I did not know Sister well. I’d been married to her brother for only six years, and I saw her perhaps four to six times a year, for lunch with the family. We were acquaintances who had been at family gatherings and shared pleasant conversations, enjoyed laughing together and exchanged gifts neither of us really wanted. We liked each other, but never had a meaningful conversation that lasted longer than three minutes. We were so very different we would probably never even have met had I not been married to her brother.
But I watched her journey with more than a little admiration, as she pushed through the powerlessness, anger, frustration, struggle and fear, to acceptance. She ran a huge emotional and psychological gamut, with her good days and her bad days. But she lived well right up to the end, and she left people with fond memories and loving good-byes.
The only bone I would pick with her is over my husband’s children. There was a history there, in that my husband’s first wife had a habit of sending vile letters to people; and Sister did not want the children to know of her illness because she did not want to deal with any nastiness from her former sister-in-law. I understood this completely, having read some of the calumnies and threats that Ex-wife produced in other contexts. But I felt strongly that the children had a right to know that their aunt was ill, and that they had a right to say good-bye to her.
My husband talked to his sister about the children’s visiting her many times during her illness and treatment, but she did not want to make herself vulnerable to unpleasant letters from the children’s mother.
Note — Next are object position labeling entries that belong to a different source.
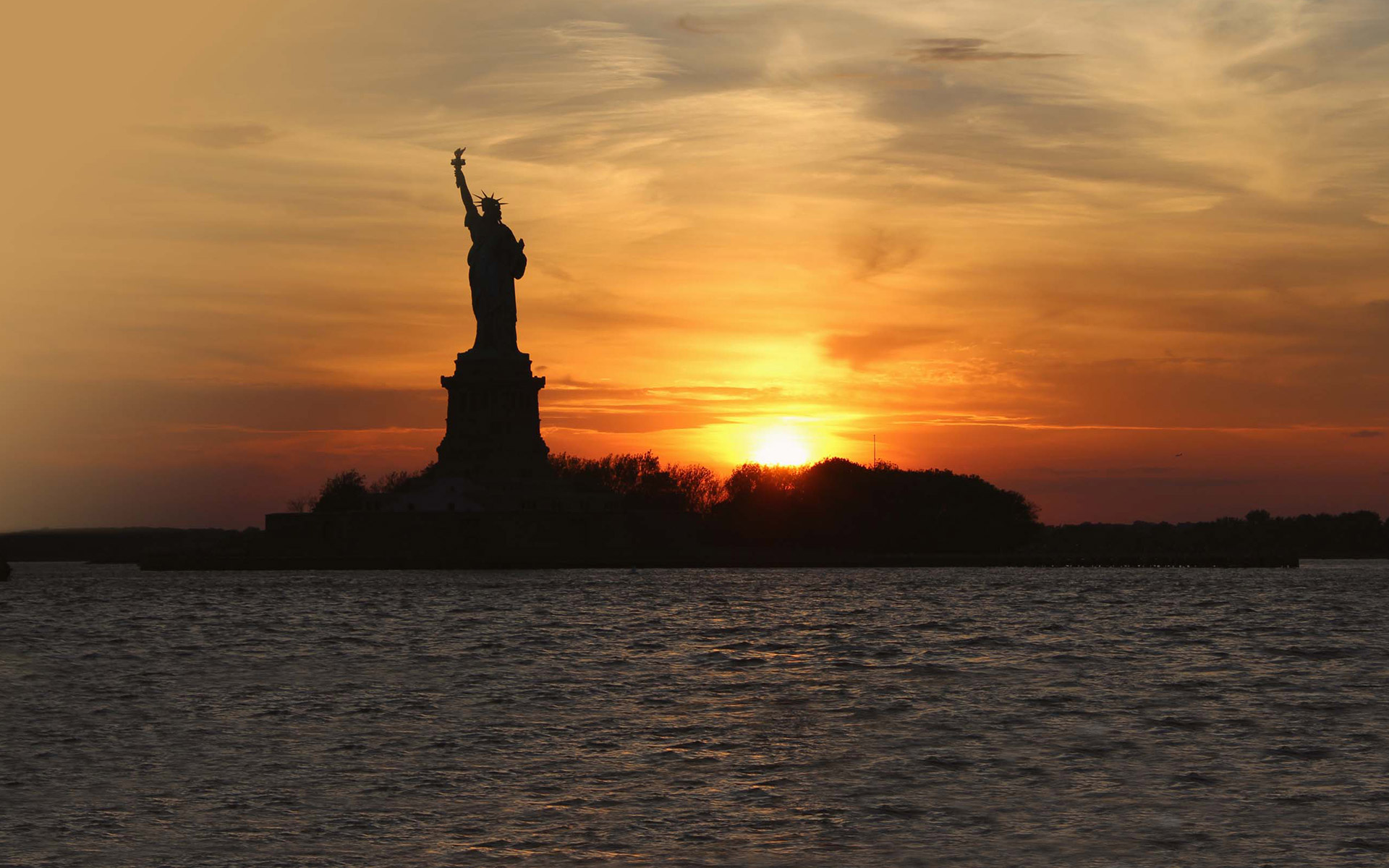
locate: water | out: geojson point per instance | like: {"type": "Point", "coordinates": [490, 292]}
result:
{"type": "Point", "coordinates": [849, 717]}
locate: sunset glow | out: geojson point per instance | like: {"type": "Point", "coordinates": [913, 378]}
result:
{"type": "Point", "coordinates": [1056, 244]}
{"type": "Point", "coordinates": [782, 446]}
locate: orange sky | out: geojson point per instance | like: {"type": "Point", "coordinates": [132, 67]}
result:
{"type": "Point", "coordinates": [1053, 243]}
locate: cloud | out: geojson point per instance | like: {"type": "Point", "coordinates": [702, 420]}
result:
{"type": "Point", "coordinates": [217, 137]}
{"type": "Point", "coordinates": [862, 349]}
{"type": "Point", "coordinates": [883, 250]}
{"type": "Point", "coordinates": [933, 51]}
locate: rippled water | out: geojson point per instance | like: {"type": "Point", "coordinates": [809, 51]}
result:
{"type": "Point", "coordinates": [798, 717]}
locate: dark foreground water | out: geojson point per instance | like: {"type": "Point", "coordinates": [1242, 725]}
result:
{"type": "Point", "coordinates": [849, 717]}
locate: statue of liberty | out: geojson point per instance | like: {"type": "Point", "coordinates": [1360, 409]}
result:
{"type": "Point", "coordinates": [496, 261]}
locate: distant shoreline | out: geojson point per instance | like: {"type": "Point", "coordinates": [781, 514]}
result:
{"type": "Point", "coordinates": [714, 560]}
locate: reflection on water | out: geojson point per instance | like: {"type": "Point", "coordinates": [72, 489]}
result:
{"type": "Point", "coordinates": [851, 717]}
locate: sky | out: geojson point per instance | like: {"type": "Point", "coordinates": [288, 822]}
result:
{"type": "Point", "coordinates": [1129, 258]}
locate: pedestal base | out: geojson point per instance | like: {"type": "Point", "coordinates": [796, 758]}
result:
{"type": "Point", "coordinates": [493, 425]}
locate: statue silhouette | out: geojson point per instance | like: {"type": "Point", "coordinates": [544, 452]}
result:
{"type": "Point", "coordinates": [496, 261]}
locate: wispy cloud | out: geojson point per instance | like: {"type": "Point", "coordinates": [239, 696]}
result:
{"type": "Point", "coordinates": [959, 49]}
{"type": "Point", "coordinates": [216, 137]}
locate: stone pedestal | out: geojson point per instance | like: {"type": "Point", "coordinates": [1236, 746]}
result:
{"type": "Point", "coordinates": [493, 427]}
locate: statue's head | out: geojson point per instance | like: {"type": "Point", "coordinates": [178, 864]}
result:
{"type": "Point", "coordinates": [490, 208]}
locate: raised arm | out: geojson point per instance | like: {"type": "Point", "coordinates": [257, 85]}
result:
{"type": "Point", "coordinates": [463, 182]}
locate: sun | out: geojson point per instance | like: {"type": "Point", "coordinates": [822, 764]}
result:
{"type": "Point", "coordinates": [782, 445]}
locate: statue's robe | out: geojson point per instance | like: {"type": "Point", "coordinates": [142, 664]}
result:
{"type": "Point", "coordinates": [495, 263]}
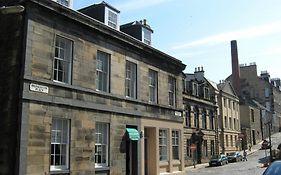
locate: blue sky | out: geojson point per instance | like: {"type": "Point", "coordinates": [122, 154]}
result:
{"type": "Point", "coordinates": [198, 32]}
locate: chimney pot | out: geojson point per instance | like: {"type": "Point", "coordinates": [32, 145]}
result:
{"type": "Point", "coordinates": [144, 22]}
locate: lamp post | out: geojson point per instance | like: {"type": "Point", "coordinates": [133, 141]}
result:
{"type": "Point", "coordinates": [11, 9]}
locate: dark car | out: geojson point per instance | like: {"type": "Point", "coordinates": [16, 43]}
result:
{"type": "Point", "coordinates": [274, 168]}
{"type": "Point", "coordinates": [234, 157]}
{"type": "Point", "coordinates": [218, 160]}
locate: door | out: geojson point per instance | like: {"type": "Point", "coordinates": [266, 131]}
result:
{"type": "Point", "coordinates": [145, 156]}
{"type": "Point", "coordinates": [254, 137]}
{"type": "Point", "coordinates": [131, 158]}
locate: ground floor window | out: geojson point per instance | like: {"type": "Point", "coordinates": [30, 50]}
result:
{"type": "Point", "coordinates": [163, 144]}
{"type": "Point", "coordinates": [188, 149]}
{"type": "Point", "coordinates": [212, 147]}
{"type": "Point", "coordinates": [60, 144]}
{"type": "Point", "coordinates": [101, 145]}
{"type": "Point", "coordinates": [175, 144]}
{"type": "Point", "coordinates": [205, 148]}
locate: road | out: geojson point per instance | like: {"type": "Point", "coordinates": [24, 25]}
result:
{"type": "Point", "coordinates": [254, 165]}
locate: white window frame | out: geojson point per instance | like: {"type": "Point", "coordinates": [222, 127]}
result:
{"type": "Point", "coordinates": [146, 36]}
{"type": "Point", "coordinates": [111, 21]}
{"type": "Point", "coordinates": [62, 63]}
{"type": "Point", "coordinates": [163, 144]}
{"type": "Point", "coordinates": [171, 91]}
{"type": "Point", "coordinates": [153, 86]}
{"type": "Point", "coordinates": [64, 2]}
{"type": "Point", "coordinates": [102, 143]}
{"type": "Point", "coordinates": [103, 71]}
{"type": "Point", "coordinates": [60, 138]}
{"type": "Point", "coordinates": [266, 92]}
{"type": "Point", "coordinates": [204, 120]}
{"type": "Point", "coordinates": [195, 89]}
{"type": "Point", "coordinates": [205, 148]}
{"type": "Point", "coordinates": [131, 80]}
{"type": "Point", "coordinates": [206, 93]}
{"type": "Point", "coordinates": [176, 144]}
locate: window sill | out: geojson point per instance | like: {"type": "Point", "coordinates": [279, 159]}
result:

So my husband felt that he had to honour Sister’s wishes. Finally, when she knew that she had little time left, Sister wanted to see the children. My husband tried to arrange it, but Sister died before Ex-wife would allow any visit.
My husband’s dad, his only surviving parent, was gratified to see so many people in the church. So was my husband. The place was packed with people, hundreds of them, who knew Sister and needed to say good-bye to her. Her step-children and her husband were devastated, of course, and allowed themselves deep, wrenching weeping which would not be acceptable in any other context. I think that’s the most you can expect from a funeral.
Oddly enough, the reception afterward gave me a chance to meet family members I hadn’t met before, and to talk with some whom I’d met only a year ago at Sister’s 50th birthday party. The reception had a lightness about it that Sister would have enjoyed, and virtually everyone commented that everything had been as she wanted it.
Driving home, I thought again how sad it was that the children did not get to say good-bye to their aunt, but I didn’t say anything about it. It had, in fact, been a pretty glorious day, all things considered.